What is now recorded in history as The Beslan school siege, or massacre, of 2004 is ingeniously dramatised in Us/Them by Carly Wijs, “entirely from the perspective of the children: one boy and one girl”. Her writer’s note explains how she came to write it so I won’t repeat all that here. It opened in 2014, sold out at the 2016 Edinburgh Fringe and played London’s National Theatre last year.

Despite Wijs’ explanation for the title, I see Us/Them as referring primarily to Child/Adult, although it also relates to the radical political thinking that generates events such as this. And given the Girl keeps describing the men from Grozny (capital of Chechnya) as “paedophiles, and their mothers have moustaches”, it’s clear their view of the world, albeit conditioned by adults, can be ‘black and white’ too, as well as enriched by fantasy.

From an adult perspective, Us/Them is an absorbing exercise in divining the subtext – what has actually happened here, and why? – as well as tuning in to the coping mechanisms of the profoundly affected children. In this case their ‘post mortem’ telling of the tale is literally post mortem for one, hence the non-naturalistic and highly imaginative manner of their presentation.

Every story needs a hook and Us/Them has a whole wall of them: a green wall which becomes a blackboard.
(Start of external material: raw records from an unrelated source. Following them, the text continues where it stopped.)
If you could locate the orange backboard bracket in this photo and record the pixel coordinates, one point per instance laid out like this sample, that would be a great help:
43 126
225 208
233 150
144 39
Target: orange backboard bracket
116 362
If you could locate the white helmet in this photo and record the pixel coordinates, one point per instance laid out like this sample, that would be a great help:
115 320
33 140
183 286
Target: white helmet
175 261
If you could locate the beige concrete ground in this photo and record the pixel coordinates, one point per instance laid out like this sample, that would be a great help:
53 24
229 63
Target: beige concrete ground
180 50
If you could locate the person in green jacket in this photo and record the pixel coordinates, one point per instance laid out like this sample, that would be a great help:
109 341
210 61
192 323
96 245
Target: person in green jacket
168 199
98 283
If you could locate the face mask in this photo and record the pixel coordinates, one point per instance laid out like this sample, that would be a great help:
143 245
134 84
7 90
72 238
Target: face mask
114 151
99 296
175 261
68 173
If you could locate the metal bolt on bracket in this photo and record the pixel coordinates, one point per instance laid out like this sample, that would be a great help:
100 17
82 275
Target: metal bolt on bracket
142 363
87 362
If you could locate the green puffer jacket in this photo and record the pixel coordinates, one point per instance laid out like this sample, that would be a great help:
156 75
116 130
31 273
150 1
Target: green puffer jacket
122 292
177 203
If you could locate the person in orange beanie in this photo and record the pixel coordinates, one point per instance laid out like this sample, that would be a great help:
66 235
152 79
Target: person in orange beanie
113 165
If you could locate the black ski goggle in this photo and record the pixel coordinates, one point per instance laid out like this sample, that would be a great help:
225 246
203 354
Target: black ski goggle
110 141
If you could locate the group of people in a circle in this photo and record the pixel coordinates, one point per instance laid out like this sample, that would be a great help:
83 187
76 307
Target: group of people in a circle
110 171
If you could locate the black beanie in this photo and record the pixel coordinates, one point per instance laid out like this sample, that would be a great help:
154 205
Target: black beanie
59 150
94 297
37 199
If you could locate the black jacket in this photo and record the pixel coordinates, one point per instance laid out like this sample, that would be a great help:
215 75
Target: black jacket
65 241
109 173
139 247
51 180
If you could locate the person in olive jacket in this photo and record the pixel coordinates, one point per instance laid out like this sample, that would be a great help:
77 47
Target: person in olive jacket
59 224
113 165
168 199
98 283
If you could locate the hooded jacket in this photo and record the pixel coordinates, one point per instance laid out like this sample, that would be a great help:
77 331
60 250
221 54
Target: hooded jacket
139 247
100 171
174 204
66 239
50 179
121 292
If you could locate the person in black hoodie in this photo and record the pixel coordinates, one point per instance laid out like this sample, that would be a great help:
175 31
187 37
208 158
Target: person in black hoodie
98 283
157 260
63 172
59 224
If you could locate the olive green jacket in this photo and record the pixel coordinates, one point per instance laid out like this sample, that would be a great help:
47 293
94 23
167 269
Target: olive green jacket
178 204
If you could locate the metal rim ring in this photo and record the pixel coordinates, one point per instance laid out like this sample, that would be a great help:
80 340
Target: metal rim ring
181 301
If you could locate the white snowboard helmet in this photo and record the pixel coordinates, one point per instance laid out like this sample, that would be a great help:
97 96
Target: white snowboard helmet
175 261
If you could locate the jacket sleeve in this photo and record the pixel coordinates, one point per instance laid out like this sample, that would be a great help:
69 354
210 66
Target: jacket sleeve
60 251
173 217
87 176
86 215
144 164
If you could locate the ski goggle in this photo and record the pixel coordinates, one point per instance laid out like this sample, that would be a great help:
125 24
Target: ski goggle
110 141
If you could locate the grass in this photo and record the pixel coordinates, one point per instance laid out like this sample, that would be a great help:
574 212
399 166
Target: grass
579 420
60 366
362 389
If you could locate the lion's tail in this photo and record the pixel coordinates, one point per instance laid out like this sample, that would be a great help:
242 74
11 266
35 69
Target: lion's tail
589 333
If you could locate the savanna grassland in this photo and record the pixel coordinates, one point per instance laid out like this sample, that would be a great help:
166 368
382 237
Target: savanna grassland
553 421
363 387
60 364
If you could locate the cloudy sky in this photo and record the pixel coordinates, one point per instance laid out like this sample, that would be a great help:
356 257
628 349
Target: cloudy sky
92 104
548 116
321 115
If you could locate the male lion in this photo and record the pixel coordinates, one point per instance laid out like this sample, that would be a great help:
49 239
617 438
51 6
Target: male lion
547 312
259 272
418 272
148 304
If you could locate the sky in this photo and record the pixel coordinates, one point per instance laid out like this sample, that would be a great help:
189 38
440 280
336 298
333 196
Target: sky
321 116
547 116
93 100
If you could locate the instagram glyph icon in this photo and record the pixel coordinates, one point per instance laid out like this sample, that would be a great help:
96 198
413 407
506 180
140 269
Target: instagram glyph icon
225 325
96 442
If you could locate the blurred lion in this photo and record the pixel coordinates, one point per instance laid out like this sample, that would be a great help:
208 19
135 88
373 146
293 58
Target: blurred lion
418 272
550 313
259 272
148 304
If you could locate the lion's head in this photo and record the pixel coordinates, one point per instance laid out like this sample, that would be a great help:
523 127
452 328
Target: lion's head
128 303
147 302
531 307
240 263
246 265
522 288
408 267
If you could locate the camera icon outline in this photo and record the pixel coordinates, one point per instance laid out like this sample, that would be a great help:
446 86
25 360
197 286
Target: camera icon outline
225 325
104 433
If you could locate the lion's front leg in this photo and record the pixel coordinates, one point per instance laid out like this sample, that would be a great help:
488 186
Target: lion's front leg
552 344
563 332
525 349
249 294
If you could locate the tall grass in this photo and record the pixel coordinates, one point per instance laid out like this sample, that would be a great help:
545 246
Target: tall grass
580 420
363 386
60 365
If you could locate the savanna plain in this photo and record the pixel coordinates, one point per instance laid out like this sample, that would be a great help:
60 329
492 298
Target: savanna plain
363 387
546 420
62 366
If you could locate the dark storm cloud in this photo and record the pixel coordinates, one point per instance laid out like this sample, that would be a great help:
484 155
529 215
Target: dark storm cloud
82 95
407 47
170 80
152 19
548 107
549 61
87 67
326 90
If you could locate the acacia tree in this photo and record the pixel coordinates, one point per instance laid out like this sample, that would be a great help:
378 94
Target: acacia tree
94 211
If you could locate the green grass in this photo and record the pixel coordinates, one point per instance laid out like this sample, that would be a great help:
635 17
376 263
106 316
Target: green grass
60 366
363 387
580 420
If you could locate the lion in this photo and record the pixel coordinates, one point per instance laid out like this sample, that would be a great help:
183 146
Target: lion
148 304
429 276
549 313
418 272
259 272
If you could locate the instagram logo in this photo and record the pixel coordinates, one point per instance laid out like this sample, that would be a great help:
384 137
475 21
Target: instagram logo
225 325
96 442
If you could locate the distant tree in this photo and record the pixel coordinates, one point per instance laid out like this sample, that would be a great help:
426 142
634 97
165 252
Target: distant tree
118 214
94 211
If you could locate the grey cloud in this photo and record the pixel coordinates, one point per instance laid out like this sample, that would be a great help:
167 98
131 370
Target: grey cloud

Before that it’s the black floor on which the Girl (Gytha Parmentier) and Boy (Roman Van Houtven) draw a neat floorplan of the school gymnasium and adjacent main building at School Number One in the town of Beslan (See Wikipedia for more detail). “Nothing much happens here,” they say.

From each hook (all but one) a line is drawn, each representing an aspect of the story they are telling. Intersecting plotlines and themes, perhaps? They criss-cross the square acting space chaotically, not as the proverbial ‘tangled web’ of deception but as a complex, three-dimensional, geometric construct of straight lines, each one representing a simple truth. Attempting to make sense of the whole, or draw the components into some more ordered state, is as futile as trying to align the myriad geopolitical agendas that scar our daily news reports.

Yet, in their own way, the children are trying to put things in order. In compiling their report, the Girl and Boy – whose performance skills and rapport are sublime – recall the heat, discomfort and fainting, and fill the gaps in their knowledge and understanding with perfectly rational explanations and expectations, for instance of how the adults in town will respond to this emergency. Flights of imagination and fantasising also permeate their responses and point to their differences: sausages and sauce for him; a flying giraffe for her.

They sing and dance, too, despite having to sit still with their hands in the air. Although the ‘real’ world is riddled with things they are not allowed to do, when their souls are in limbo they are free to do anything.  

Us/Them, then, brings a unique perspective to the atrocities that continue to assault humanity. It offers no answers but, in our individual and collective quest for resilience, it may help to restore our consciousness of what it is to be a child.